SomayJalan/OpenRS-GRPO
SomayJalan/OpenRS-GRPO is a 1.5 billion parameter language model fine-tuned from deepseek-ai/DeepSeek-R1-Distill-Qwen-1.5B with a 32768-token context length. It was trained using the GRPO method on the knoveleng/open-rs dataset, specializing in mathematical reasoning and complex problem-solving. This model is optimized for tasks requiring advanced logical deduction and numerical understanding.
Loading preview...
Model Overview
SomayJalan/OpenRS-GRPO is a 1.5 billion parameter language model derived from deepseek-ai/DeepSeek-R1-Distill-Qwen-1.5B. It has been specifically fine-tuned using the GRPO (Gradient-based Reward Policy Optimization) method, as introduced in the DeepSeekMath research, on the knoveleng/open-rs dataset. This training approach focuses on enhancing the model's capabilities in mathematical reasoning and complex problem-solving.
Key Capabilities
- Mathematical Reasoning: Leverages the GRPO training method to improve performance on tasks requiring logical and mathematical deduction.

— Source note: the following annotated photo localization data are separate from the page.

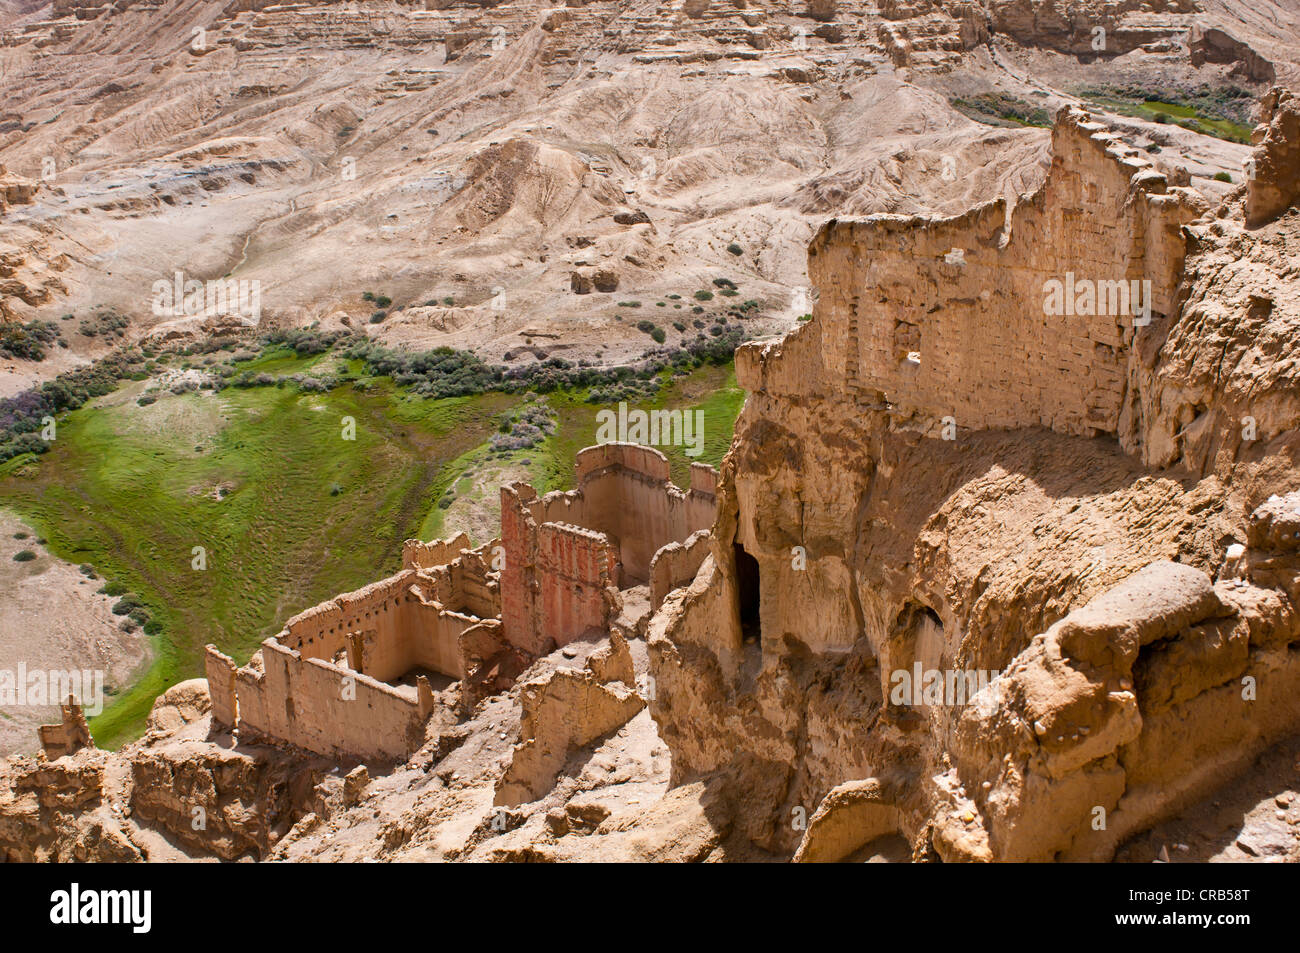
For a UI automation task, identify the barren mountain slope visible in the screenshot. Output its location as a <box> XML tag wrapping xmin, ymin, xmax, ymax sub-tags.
<box><xmin>0</xmin><ymin>0</ymin><xmax>1287</xmax><ymax>398</ymax></box>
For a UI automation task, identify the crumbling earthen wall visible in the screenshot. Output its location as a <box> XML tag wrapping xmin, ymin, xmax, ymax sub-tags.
<box><xmin>231</xmin><ymin>639</ymin><xmax>432</xmax><ymax>762</ymax></box>
<box><xmin>36</xmin><ymin>697</ymin><xmax>92</xmax><ymax>761</ymax></box>
<box><xmin>533</xmin><ymin>444</ymin><xmax>717</xmax><ymax>582</ymax></box>
<box><xmin>802</xmin><ymin>106</ymin><xmax>1202</xmax><ymax>439</ymax></box>
<box><xmin>207</xmin><ymin>541</ymin><xmax>490</xmax><ymax>757</ymax></box>
<box><xmin>650</xmin><ymin>529</ymin><xmax>712</xmax><ymax>610</ymax></box>
<box><xmin>501</xmin><ymin>443</ymin><xmax>717</xmax><ymax>655</ymax></box>
<box><xmin>402</xmin><ymin>532</ymin><xmax>471</xmax><ymax>571</ymax></box>
<box><xmin>424</xmin><ymin>545</ymin><xmax>500</xmax><ymax>619</ymax></box>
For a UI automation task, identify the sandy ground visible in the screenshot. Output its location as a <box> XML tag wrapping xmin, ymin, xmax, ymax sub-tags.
<box><xmin>0</xmin><ymin>509</ymin><xmax>151</xmax><ymax>756</ymax></box>
<box><xmin>1117</xmin><ymin>734</ymin><xmax>1300</xmax><ymax>862</ymax></box>
<box><xmin>440</xmin><ymin>457</ymin><xmax>532</xmax><ymax>547</ymax></box>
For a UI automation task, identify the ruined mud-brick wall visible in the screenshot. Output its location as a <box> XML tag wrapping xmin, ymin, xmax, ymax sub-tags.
<box><xmin>536</xmin><ymin>443</ymin><xmax>717</xmax><ymax>582</ymax></box>
<box><xmin>500</xmin><ymin>444</ymin><xmax>718</xmax><ymax>656</ymax></box>
<box><xmin>227</xmin><ymin>639</ymin><xmax>432</xmax><ymax>762</ymax></box>
<box><xmin>806</xmin><ymin>106</ymin><xmax>1201</xmax><ymax>439</ymax></box>
<box><xmin>203</xmin><ymin>541</ymin><xmax>494</xmax><ymax>758</ymax></box>
<box><xmin>423</xmin><ymin>545</ymin><xmax>500</xmax><ymax>620</ymax></box>
<box><xmin>500</xmin><ymin>484</ymin><xmax>618</xmax><ymax>657</ymax></box>
<box><xmin>537</xmin><ymin>522</ymin><xmax>619</xmax><ymax>647</ymax></box>
<box><xmin>650</xmin><ymin>529</ymin><xmax>712</xmax><ymax>610</ymax></box>
<box><xmin>402</xmin><ymin>532</ymin><xmax>470</xmax><ymax>571</ymax></box>
<box><xmin>272</xmin><ymin>564</ymin><xmax>491</xmax><ymax>682</ymax></box>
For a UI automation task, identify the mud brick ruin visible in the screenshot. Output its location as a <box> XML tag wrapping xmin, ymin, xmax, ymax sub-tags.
<box><xmin>204</xmin><ymin>443</ymin><xmax>716</xmax><ymax>762</ymax></box>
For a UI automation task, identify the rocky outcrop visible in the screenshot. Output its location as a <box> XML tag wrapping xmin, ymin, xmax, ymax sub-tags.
<box><xmin>496</xmin><ymin>632</ymin><xmax>645</xmax><ymax>805</ymax></box>
<box><xmin>1245</xmin><ymin>86</ymin><xmax>1300</xmax><ymax>227</ymax></box>
<box><xmin>647</xmin><ymin>91</ymin><xmax>1300</xmax><ymax>861</ymax></box>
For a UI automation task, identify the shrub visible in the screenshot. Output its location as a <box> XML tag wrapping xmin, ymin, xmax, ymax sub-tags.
<box><xmin>650</xmin><ymin>327</ymin><xmax>666</xmax><ymax>344</ymax></box>
<box><xmin>370</xmin><ymin>311</ymin><xmax>388</xmax><ymax>323</ymax></box>
<box><xmin>1213</xmin><ymin>171</ymin><xmax>1232</xmax><ymax>183</ymax></box>
<box><xmin>12</xmin><ymin>550</ymin><xmax>36</xmax><ymax>562</ymax></box>
<box><xmin>727</xmin><ymin>243</ymin><xmax>743</xmax><ymax>255</ymax></box>
<box><xmin>0</xmin><ymin>321</ymin><xmax>61</xmax><ymax>361</ymax></box>
<box><xmin>694</xmin><ymin>290</ymin><xmax>713</xmax><ymax>301</ymax></box>
<box><xmin>112</xmin><ymin>594</ymin><xmax>143</xmax><ymax>615</ymax></box>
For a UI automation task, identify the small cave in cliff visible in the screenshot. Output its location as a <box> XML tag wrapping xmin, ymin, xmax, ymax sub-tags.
<box><xmin>734</xmin><ymin>543</ymin><xmax>761</xmax><ymax>642</ymax></box>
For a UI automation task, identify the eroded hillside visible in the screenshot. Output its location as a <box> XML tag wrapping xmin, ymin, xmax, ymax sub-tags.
<box><xmin>0</xmin><ymin>0</ymin><xmax>1289</xmax><ymax>397</ymax></box>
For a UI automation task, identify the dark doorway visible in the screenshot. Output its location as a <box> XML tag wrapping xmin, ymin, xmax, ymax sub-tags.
<box><xmin>734</xmin><ymin>543</ymin><xmax>761</xmax><ymax>640</ymax></box>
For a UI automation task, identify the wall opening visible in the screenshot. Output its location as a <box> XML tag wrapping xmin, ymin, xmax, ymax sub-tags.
<box><xmin>734</xmin><ymin>543</ymin><xmax>761</xmax><ymax>642</ymax></box>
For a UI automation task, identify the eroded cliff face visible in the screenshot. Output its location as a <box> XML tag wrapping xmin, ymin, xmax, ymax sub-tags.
<box><xmin>647</xmin><ymin>93</ymin><xmax>1300</xmax><ymax>861</ymax></box>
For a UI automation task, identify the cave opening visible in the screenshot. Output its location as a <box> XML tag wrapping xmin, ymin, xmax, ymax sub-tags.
<box><xmin>734</xmin><ymin>542</ymin><xmax>761</xmax><ymax>642</ymax></box>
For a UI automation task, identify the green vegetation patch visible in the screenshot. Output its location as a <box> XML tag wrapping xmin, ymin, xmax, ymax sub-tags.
<box><xmin>1077</xmin><ymin>84</ymin><xmax>1255</xmax><ymax>143</ymax></box>
<box><xmin>950</xmin><ymin>93</ymin><xmax>1052</xmax><ymax>129</ymax></box>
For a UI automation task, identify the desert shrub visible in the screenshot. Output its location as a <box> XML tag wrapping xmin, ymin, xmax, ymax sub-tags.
<box><xmin>77</xmin><ymin>311</ymin><xmax>129</xmax><ymax>339</ymax></box>
<box><xmin>0</xmin><ymin>347</ymin><xmax>147</xmax><ymax>462</ymax></box>
<box><xmin>727</xmin><ymin>243</ymin><xmax>743</xmax><ymax>255</ymax></box>
<box><xmin>1213</xmin><ymin>171</ymin><xmax>1232</xmax><ymax>183</ymax></box>
<box><xmin>112</xmin><ymin>594</ymin><xmax>143</xmax><ymax>615</ymax></box>
<box><xmin>0</xmin><ymin>321</ymin><xmax>60</xmax><ymax>361</ymax></box>
<box><xmin>12</xmin><ymin>550</ymin><xmax>36</xmax><ymax>562</ymax></box>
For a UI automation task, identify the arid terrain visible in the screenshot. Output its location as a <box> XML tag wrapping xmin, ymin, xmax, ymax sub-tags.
<box><xmin>2</xmin><ymin>0</ymin><xmax>1300</xmax><ymax>864</ymax></box>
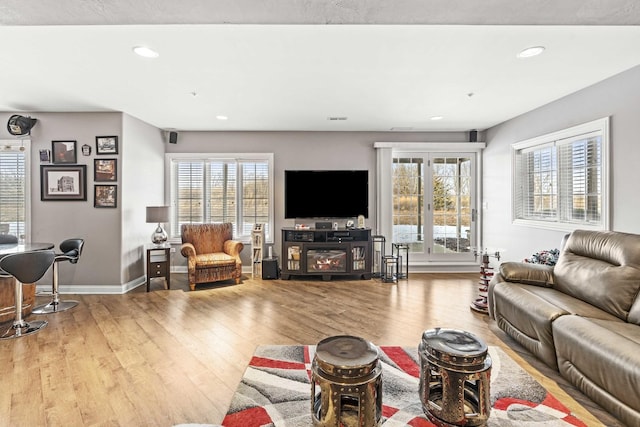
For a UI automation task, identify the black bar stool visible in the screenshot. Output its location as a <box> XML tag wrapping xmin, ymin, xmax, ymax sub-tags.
<box><xmin>33</xmin><ymin>238</ymin><xmax>84</xmax><ymax>314</ymax></box>
<box><xmin>0</xmin><ymin>250</ymin><xmax>55</xmax><ymax>339</ymax></box>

- Fine-tuned Performance: Built upon a robust base model and further optimized for specific reasoning challenges.
- Context Length: Supports a substantial context window of 32768 tokens, allowing for processing longer inputs and complex problem descriptions.
Good For
- Applications requiring strong mathematical and logical reasoning.
- Tasks involving complex problem-solving where detailed understanding and deduction are crucial.
- Research and development in advanced language model fine-tuning techniques, particularly GRPO.